Reduce da seratina tranquilla con metà della ciurma (l’altra metà è dispersa tra America, Marche e altri continenti), in cui, tra una Guinness e l’altra, ho scartato il mio fantastico regalo! Un Elle in formato mignon, abbarbicato sulla sedia, con occhi stralunati, che beve una tazzina di zucchero (no, non ho sbagliato: c’è più zucchero che liquido, lì dentro). Non solo ho fracassato le palle per mesi perchè me lo regalassero, ma ora che lo guardo, mi sembra davvero l’immagine di me stessa in piccolo. Perchè?

  • Quando sono seduta, anzichè starmene buona buona in una posizione da persona normale et equilibrata, mi arrampico in mille modi diversi. Mentre studio, ad esempio, ho bisogno di incrociare le gambe. Ecco perchè la sedia della mia scrivania è enorme e morbida: su una sedia qualunque non sarebbe possibile. Queste contorsioni mi provocano ernie e spostamenti di organi interni, ma non ci posso fare niente.
  • Lo zucchero: parte imprescindibile della mia dieta. A parte alcuni cibi (diciamo la pasta e il pane), tutto il resto deve essere dolce. Adoro il dolce. Non quel dolce nauseabondo, intendiamoci, da cioccolato bianco (che comunque venero tra tutti i cioccolati, secondo solo al fondente con arancia), ma la spolverata di zucchero è fondamentale. Odio profondamente il gusto amaro di pompelmo, chinotto e bevande simili. L’unico retrogusto amaro che sopporto è quello della birra. Lo faccio per mantenere un minimo di dignità e per salvarmi dal diabete.
  • L’espressione stralunata: qui c’è poco da spiegare, sono così e basta.
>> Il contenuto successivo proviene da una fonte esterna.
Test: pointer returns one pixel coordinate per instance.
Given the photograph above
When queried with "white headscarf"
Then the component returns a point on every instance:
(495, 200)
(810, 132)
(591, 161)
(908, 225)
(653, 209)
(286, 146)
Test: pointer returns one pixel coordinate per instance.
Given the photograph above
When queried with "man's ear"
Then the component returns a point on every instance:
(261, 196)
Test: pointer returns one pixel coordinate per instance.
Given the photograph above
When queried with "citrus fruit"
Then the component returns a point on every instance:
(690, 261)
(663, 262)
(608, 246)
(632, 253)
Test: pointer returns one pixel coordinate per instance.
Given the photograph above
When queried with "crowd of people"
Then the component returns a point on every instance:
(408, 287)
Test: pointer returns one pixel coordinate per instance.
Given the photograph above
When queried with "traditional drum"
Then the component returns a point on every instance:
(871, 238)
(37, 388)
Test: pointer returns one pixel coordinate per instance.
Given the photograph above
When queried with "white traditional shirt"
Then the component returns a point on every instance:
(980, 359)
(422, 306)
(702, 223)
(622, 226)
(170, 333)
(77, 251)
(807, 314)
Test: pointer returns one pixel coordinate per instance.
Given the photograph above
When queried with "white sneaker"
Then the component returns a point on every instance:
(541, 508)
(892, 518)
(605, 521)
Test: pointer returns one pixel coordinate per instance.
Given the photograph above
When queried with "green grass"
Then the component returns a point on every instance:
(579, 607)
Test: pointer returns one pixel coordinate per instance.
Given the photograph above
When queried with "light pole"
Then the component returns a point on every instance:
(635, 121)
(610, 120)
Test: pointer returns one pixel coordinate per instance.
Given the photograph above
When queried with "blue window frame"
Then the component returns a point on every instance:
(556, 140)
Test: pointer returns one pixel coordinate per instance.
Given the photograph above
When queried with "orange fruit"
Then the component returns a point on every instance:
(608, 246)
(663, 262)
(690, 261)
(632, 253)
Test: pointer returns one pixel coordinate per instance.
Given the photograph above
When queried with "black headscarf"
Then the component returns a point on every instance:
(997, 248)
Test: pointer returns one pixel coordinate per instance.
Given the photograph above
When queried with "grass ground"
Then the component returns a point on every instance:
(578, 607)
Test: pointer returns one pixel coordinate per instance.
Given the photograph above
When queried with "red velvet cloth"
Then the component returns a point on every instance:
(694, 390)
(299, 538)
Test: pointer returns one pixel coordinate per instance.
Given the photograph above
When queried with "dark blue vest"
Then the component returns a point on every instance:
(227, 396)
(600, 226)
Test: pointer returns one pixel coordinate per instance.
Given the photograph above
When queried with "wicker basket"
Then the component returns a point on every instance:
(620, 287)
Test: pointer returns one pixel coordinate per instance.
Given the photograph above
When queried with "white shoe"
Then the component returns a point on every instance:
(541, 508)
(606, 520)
Che altro, ora me ne parto per i monti: un po’ di aria sana, bevute in allegria e seratone di lissssssio con un Raul Casadei della ValBrembana che urla in dialetto: “Forza nonni, voglio vedervi danzaaaaare!”. Uno spettacolo.

Buona fortuna a me!

grazie

Salmo 8
 
“O Signore, nostro Dio,
quanto è grande il tuo nome su tutta la terra!
Che cosa è l’uomo perché te ne ricordi,
e il figlio dell’uomo perché te ne curi?
L’hai fatto poco meno degli angeli,
di gloria e di onore lo hai coronato:
gli hai dato potere sulle opere delle tue mani,
tutto hai posto sotto i suoi piedi.
Gli hai sottoposto i greggi e gli armenti,
tutte le bestie della campagna;
gli uccelli del cielo e i pesci del mare,
che percorrono le vie del mare”
 
…solo per dire grazie. Per la bellissima esperienza appena vissuta, tra canti, risate, scoperte, fatiche e traguardi: giorni che non dimenticherò mai!